Maria fora informada de que
estava prestes a ganhar a liberdade, mas era impossível saber o dia
exato. De repente, numa manhã
de segunda-feira, soube que deveria deixar a penitenciária no prazo de uma hora.
Ela estava presa havia tanto
tempo que nem roupas próprias
tinha. Para poder deixar a prisão,
pediu ajuda a uma senhora que
fazia trabalho voluntário em presídios de São Paulo. Ganhou um
vestido novo e foi para a rua.
Os 20 anos de prisão haviam
apagado praticamente todos os
seus vínculos familiares. "Para
onde você quer ir?", perguntou a
senhora que fazia o trabalho voluntário, disposta a levá-la no
próprio carro para qualquer lugar na cidade.
Maria não sabia direito para
onde ir. Primeiro citou uma amiga que morava na Mooca, mas no
local não havia ninguém.
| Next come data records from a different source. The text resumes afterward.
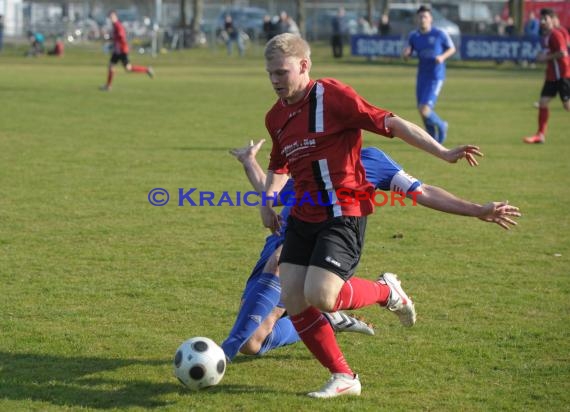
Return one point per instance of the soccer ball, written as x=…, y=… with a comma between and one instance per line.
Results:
x=199, y=363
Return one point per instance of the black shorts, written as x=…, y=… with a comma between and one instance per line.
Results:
x=561, y=86
x=334, y=245
x=120, y=57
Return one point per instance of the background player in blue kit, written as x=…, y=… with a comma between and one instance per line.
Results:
x=433, y=47
x=260, y=325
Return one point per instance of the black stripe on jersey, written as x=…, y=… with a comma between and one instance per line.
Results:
x=324, y=199
x=313, y=109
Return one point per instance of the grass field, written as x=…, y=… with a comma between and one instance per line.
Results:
x=98, y=287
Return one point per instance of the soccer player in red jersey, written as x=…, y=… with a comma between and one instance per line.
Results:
x=121, y=53
x=316, y=130
x=557, y=81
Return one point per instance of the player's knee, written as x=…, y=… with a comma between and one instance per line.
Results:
x=320, y=300
x=424, y=110
x=272, y=264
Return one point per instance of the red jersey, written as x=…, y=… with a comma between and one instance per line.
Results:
x=120, y=44
x=318, y=140
x=556, y=41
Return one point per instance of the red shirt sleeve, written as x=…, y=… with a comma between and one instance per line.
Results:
x=277, y=161
x=356, y=112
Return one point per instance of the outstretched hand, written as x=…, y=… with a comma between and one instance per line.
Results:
x=466, y=151
x=248, y=152
x=499, y=212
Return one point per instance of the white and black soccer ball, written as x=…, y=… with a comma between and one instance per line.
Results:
x=199, y=363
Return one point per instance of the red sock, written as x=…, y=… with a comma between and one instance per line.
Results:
x=317, y=334
x=542, y=120
x=110, y=74
x=138, y=69
x=357, y=293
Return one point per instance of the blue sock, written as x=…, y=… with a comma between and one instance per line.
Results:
x=283, y=334
x=258, y=303
x=430, y=128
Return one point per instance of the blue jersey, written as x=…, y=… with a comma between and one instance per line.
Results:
x=428, y=46
x=383, y=172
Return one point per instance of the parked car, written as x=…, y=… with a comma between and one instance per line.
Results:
x=473, y=18
x=246, y=19
x=319, y=24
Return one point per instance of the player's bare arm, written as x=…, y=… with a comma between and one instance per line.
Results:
x=247, y=157
x=273, y=184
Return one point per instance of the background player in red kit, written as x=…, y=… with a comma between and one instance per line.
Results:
x=315, y=127
x=557, y=81
x=121, y=53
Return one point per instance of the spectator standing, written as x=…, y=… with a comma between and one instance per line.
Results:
x=532, y=26
x=233, y=36
x=384, y=25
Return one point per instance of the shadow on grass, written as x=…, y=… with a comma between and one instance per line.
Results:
x=64, y=381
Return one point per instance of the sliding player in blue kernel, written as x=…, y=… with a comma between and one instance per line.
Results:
x=433, y=47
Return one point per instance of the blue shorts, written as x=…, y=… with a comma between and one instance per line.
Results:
x=427, y=91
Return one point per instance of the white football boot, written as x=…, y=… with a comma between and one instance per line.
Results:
x=399, y=302
x=339, y=384
x=341, y=322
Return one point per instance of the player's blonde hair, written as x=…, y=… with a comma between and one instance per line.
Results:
x=290, y=45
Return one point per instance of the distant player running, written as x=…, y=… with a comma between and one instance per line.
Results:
x=260, y=325
x=121, y=53
x=433, y=47
x=555, y=54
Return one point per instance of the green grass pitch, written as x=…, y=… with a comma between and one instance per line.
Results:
x=98, y=287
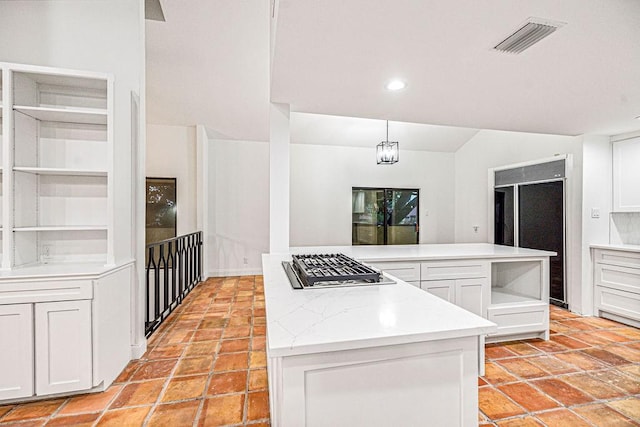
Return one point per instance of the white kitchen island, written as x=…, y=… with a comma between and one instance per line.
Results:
x=377, y=356
x=386, y=354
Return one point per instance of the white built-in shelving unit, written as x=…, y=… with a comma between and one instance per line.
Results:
x=59, y=161
x=63, y=300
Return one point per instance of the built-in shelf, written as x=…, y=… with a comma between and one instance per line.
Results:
x=498, y=297
x=64, y=115
x=62, y=228
x=59, y=171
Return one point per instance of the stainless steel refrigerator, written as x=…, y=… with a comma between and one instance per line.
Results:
x=529, y=212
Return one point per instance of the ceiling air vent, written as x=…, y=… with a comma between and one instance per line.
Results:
x=531, y=32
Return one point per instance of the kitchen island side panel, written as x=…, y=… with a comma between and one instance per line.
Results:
x=392, y=385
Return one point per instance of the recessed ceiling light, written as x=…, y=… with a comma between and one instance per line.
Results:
x=396, y=85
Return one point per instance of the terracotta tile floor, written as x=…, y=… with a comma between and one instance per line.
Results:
x=587, y=374
x=206, y=366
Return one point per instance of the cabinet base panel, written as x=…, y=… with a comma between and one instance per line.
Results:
x=97, y=389
x=522, y=336
x=619, y=319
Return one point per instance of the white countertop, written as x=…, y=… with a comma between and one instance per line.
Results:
x=618, y=247
x=320, y=320
x=59, y=270
x=382, y=253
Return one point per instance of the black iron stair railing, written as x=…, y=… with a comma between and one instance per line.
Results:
x=173, y=269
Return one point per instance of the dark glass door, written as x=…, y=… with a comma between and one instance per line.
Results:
x=541, y=226
x=368, y=213
x=504, y=227
x=384, y=216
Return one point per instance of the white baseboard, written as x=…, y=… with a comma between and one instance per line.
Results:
x=235, y=272
x=137, y=350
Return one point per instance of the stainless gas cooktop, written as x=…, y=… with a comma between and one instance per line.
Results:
x=331, y=270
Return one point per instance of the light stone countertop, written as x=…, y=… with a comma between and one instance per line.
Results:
x=618, y=247
x=426, y=252
x=321, y=320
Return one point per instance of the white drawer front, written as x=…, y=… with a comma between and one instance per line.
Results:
x=407, y=271
x=444, y=289
x=46, y=291
x=613, y=257
x=433, y=270
x=624, y=278
x=519, y=320
x=615, y=301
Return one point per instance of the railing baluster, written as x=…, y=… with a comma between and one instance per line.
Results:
x=181, y=270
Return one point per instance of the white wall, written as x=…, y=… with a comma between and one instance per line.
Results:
x=87, y=35
x=103, y=36
x=322, y=178
x=238, y=223
x=596, y=193
x=171, y=153
x=489, y=149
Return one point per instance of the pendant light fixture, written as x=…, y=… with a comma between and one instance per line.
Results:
x=387, y=152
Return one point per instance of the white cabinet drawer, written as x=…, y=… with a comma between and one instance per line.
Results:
x=614, y=276
x=444, y=289
x=45, y=291
x=436, y=270
x=62, y=347
x=16, y=357
x=516, y=320
x=626, y=304
x=407, y=271
x=613, y=257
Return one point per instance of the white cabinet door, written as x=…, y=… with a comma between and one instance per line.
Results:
x=626, y=175
x=471, y=295
x=16, y=356
x=444, y=289
x=63, y=346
Depois
lembrou-se de uma prima em segundo grau, na Vila Mariana,
que uma vez a visitara na prisão.
A prima estava em casa, relutou
em aceitá-la, mas afinal concordou em que ficasse lá por uma ou
duas semanas.
Não se sabe exatamente o que
aconteceu a partir desse momento. Mas, um ano depois dessa data, Maria estava novamente presa, acusada de cometer assassinato durante um assalto. Ao sair da
prisão, despreparada para exercer qualquer ofício, retomou a
única atividade profissional para
a qual a vida a havia preparado,
e a cadeia, aperfeiçoado: o crime.
Essa história me foi contada por
um amigo jornalista, marido da
senhora que fazia o trabalho voluntário. Não é uma história incomum. Praticamente não existe
reintegração à sociedade de criminosos depois do cumprimento
da pena, o que ajuda a manter os
índices insuportáveis de criminalidade no país.
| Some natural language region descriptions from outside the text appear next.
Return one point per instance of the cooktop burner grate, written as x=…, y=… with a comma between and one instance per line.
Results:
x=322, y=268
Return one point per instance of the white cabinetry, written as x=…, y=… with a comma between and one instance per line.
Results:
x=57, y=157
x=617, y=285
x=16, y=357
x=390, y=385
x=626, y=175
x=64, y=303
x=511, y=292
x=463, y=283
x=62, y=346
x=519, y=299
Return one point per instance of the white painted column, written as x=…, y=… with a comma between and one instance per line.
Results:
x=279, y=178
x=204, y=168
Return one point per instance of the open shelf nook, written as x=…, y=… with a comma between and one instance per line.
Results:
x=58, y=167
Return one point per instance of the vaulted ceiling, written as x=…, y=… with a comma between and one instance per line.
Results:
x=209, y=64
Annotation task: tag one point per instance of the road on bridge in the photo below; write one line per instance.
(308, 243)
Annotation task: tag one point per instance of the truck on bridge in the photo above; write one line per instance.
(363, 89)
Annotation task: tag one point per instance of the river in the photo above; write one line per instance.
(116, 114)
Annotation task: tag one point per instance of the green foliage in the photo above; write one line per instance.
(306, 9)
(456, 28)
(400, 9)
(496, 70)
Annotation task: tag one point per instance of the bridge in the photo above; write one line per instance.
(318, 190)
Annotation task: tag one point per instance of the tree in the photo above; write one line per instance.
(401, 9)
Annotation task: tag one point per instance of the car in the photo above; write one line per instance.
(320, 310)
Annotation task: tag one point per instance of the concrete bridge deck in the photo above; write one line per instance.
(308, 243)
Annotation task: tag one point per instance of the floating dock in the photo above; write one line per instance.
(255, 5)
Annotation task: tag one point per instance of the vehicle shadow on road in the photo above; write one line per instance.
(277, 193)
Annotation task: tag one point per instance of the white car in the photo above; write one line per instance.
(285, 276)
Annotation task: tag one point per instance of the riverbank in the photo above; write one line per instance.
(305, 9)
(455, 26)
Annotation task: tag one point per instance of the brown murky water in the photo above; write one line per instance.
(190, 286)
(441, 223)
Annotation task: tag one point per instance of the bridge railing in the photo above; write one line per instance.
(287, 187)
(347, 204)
Já abordei a criminalidade e a
violência neste espaço algumas
semanas atrás, mas volto ao tema
depois de ler neste fim de semana
sobre o bárbaro assassinato do repórter Tim Lopes, da TV Globo.
Cada vez mais me convenço de
que o combate ao crime organizado se trata de um caso de emergência nacional. Esse é certamente um gravíssimo problema social
e econômico, que precisa ser enfrentando com coragem pela sociedade.
Até pouco tempo atrás raramente havia economistas preocupados com essa questão. Recentemente, porém, muitos têm estudado o assunto, como Cláudio
Haddad, Naércio Menezes Filho e
Márcio Lisboa. Estima-se que o
custo do crime no Brasil represente cerca de 10% do PIB (Produto
Interno Bruto). Gasta-se, portanto, R$ 100 bilhões por ano com esse problema, sem que os resultados sejam visíveis. Apenas 2% dos
crimes violentos cometidos no
Brasil acabam em condenação,
índice que atinge 50% nos EUA,
por exemplo.
O risco de punição, portanto, é
baixíssimo no Brasil. Com isso,
nossos jovens, já desamparados
educacional e profissionalmente,
são levados a se engajar no crime.
Quando são presos e condenados,
aperfeiçoam-se e viram profissionais do crime nas "escolas" das
penitenciárias. A morte violenta
já é a principal causa de óbito de
brasileiros entre 15 e 25 anos de
idade, o que impõe sofrimentos
terríveis a milhares de famílias
brasileiras.
É um equívoco adotar postura
radical na identificação das causas da criminalidade crescente
que assusta o país. Ela advém de
um conjunto de fatores, como a
má formação educacional e cultural, desemprego, má distribuição de renda, facilidade de compra de armas, impunidade, corrupção e despreparo da polícia,
tráfico de drogas, consumo indiscriminado de álcool e falência da
instituição da família.
A história de Maria e o assassinato do jornalista Tim Lopes
mostram que somos todos vítimas
nessa matéria. Os que estão assustados com a violência e os que a
praticam. Ambas as partes precisam de proteção com ações corajosas e tecnicamente estudadas.
Benjamin Steinbruch, 47, empresário, é presidente do conselho de administração da Companhia Siderúrgica Nacional.